Review by Norman Ravvin in The Canadian Jewish News
Toshiko is history well told.
Kluckner has made his reputation as a careful historian of Vancouver and the B.C. landscape, through his wonderful watercolours of what he has dubbed “vanishing Vancouver.” In Toshiko, narrative is pushed along by Kluckner’s light-handed drawings of the B.C. interior, where Canadian Japanese were “relocated” during World War II after being dispossessed of their homes, businesses and fishing boats, and their birthright in Canadian society.
Review by Patricia Roy in BC Studies, The British Columbian Quarterly
As one expects from Kluckner, the black and white drawings in the many panels are superb.
This book is a fine introduction to both the themes of Romeo and Juliet and to the wartime story of Japanese Canadians.
Review by Shelley Fralic in The Vancouver Sun
Perhaps one of the greatest compliments for Kluckner’s latest venture came during the book’s launch at the Nikkei National Museum and Cultural Centre in Burnaby when an elderly Japanese woman told him that Toshiko “brought back memories and was true to the period.”

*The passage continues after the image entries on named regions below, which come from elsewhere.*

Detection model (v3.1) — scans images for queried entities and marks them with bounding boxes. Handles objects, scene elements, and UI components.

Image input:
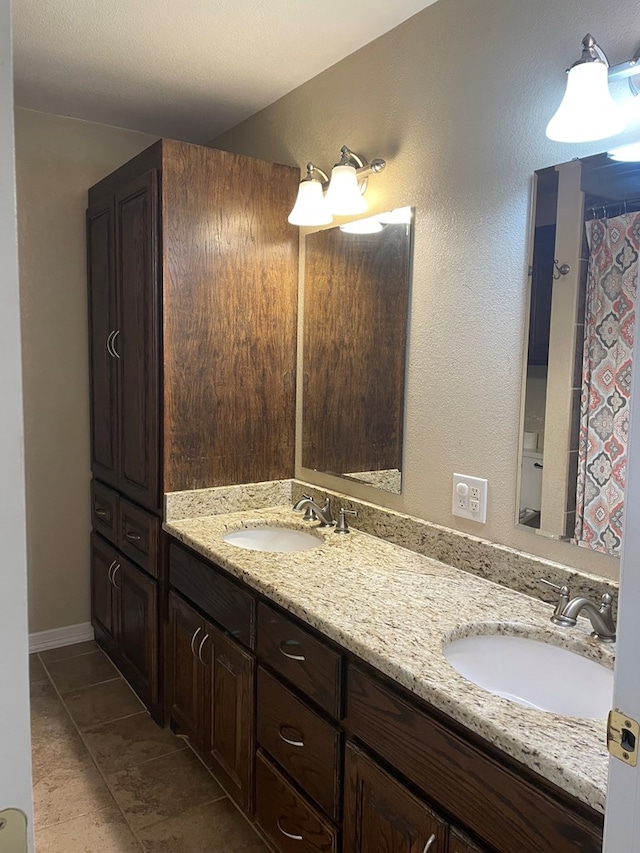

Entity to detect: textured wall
[16,109,155,633]
[212,0,638,576]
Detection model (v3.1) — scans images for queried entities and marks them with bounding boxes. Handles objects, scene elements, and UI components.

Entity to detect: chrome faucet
[293,495,333,527]
[543,581,616,643]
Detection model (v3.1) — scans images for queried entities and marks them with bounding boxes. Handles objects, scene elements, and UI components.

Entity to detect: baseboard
[29,622,93,654]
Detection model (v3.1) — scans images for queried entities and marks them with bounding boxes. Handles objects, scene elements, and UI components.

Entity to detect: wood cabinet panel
[256,750,338,853]
[118,498,160,577]
[347,667,602,853]
[162,141,299,491]
[112,171,160,510]
[205,623,255,811]
[257,667,342,820]
[120,558,159,704]
[169,544,255,648]
[344,743,449,853]
[91,533,119,657]
[166,592,205,746]
[87,198,119,486]
[91,480,120,545]
[258,604,342,718]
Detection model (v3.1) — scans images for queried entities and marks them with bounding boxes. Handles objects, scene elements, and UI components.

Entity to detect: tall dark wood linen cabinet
[87,139,299,721]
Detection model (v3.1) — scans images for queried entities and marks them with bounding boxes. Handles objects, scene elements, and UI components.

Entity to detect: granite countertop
[164,506,613,812]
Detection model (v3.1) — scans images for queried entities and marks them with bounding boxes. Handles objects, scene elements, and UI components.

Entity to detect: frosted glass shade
[547,62,626,142]
[326,166,367,216]
[288,180,333,225]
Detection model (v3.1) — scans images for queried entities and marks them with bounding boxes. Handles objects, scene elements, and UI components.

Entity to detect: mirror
[302,207,413,493]
[518,153,640,556]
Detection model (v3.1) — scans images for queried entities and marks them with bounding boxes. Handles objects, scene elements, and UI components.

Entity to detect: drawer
[169,545,255,648]
[258,604,342,718]
[118,498,160,578]
[258,668,342,820]
[91,480,119,545]
[256,750,338,853]
[347,667,602,853]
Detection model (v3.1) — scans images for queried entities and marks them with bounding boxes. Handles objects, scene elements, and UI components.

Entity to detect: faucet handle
[540,578,571,619]
[334,507,358,533]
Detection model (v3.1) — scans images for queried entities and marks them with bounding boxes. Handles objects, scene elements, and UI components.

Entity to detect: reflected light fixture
[546,33,640,142]
[289,145,386,225]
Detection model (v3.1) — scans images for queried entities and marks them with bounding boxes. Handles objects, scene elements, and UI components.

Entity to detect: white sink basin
[444,634,613,719]
[222,527,323,553]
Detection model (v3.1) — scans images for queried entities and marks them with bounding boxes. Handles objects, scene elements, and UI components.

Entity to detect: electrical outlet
[451,474,488,524]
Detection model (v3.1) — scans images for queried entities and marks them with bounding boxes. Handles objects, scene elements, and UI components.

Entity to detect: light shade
[547,60,626,142]
[288,178,333,225]
[325,165,367,216]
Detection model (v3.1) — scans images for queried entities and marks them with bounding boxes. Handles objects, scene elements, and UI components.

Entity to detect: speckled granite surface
[165,503,613,812]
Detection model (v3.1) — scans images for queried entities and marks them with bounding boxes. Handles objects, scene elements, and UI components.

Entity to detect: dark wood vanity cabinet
[344,743,449,853]
[166,547,255,812]
[91,533,162,708]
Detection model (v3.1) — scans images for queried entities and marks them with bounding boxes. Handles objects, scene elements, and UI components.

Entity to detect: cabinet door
[113,171,160,510]
[344,744,448,853]
[205,623,255,811]
[166,592,205,747]
[449,827,483,853]
[118,557,158,704]
[87,199,118,486]
[91,533,119,657]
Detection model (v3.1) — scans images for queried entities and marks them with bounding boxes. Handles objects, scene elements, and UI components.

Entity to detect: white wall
[0,0,32,844]
[15,109,156,633]
[212,0,640,577]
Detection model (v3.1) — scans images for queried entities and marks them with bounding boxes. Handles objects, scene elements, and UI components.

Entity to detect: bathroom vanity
[165,507,611,853]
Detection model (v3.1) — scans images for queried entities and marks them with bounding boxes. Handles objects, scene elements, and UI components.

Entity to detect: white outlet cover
[451,474,489,524]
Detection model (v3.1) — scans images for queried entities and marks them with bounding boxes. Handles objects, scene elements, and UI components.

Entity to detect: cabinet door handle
[198,634,209,666]
[191,625,202,657]
[111,329,120,358]
[280,640,306,660]
[276,818,302,841]
[107,560,118,583]
[278,724,304,746]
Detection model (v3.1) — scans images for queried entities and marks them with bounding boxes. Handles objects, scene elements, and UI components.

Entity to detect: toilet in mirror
[517,152,640,556]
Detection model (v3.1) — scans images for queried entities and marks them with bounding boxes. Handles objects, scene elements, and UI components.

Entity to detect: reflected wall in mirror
[518,153,640,556]
[302,208,413,493]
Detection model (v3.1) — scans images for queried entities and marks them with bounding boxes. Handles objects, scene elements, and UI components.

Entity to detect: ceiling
[12,0,436,142]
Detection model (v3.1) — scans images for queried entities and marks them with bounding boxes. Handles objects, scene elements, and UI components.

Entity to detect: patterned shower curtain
[574,213,640,555]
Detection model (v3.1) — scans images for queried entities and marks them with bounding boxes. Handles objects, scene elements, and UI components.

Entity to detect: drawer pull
[278,725,304,746]
[276,818,303,841]
[191,625,202,657]
[280,640,306,660]
[198,634,209,666]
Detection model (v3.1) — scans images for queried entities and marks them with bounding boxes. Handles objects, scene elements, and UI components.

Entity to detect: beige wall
[15,109,155,633]
[212,0,638,576]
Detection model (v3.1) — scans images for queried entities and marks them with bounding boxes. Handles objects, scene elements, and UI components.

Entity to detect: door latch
[607,711,640,767]
[0,809,27,853]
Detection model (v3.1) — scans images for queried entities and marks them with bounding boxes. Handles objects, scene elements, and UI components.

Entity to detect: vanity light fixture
[289,163,333,225]
[289,145,386,225]
[547,33,640,142]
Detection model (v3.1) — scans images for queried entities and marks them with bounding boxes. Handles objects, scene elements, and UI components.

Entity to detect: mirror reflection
[518,153,640,556]
[302,207,413,493]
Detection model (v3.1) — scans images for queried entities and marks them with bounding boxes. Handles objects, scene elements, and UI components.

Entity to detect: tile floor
[30,642,268,853]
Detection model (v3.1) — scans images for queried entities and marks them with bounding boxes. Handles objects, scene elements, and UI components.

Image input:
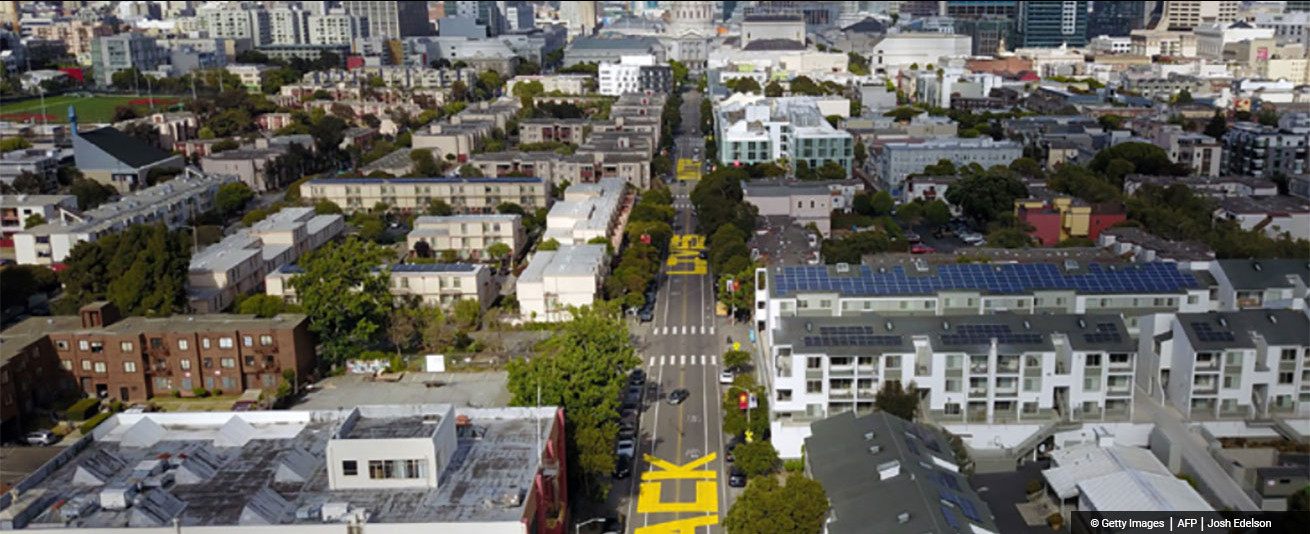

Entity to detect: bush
[67,398,100,421]
[77,412,114,436]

Review by Phyllis Reeve in The Ormsby Review
Toshiko raises questions, suggestions, hints, with undertones complicated enough to lead to some serious thinking and more reading.
Toshiko is a coming-of-age novel that engages with the characters and draws the reader into a compelling story line. That the story is part of a larger and true story does nothing to lessen enjoyment of the “romance.”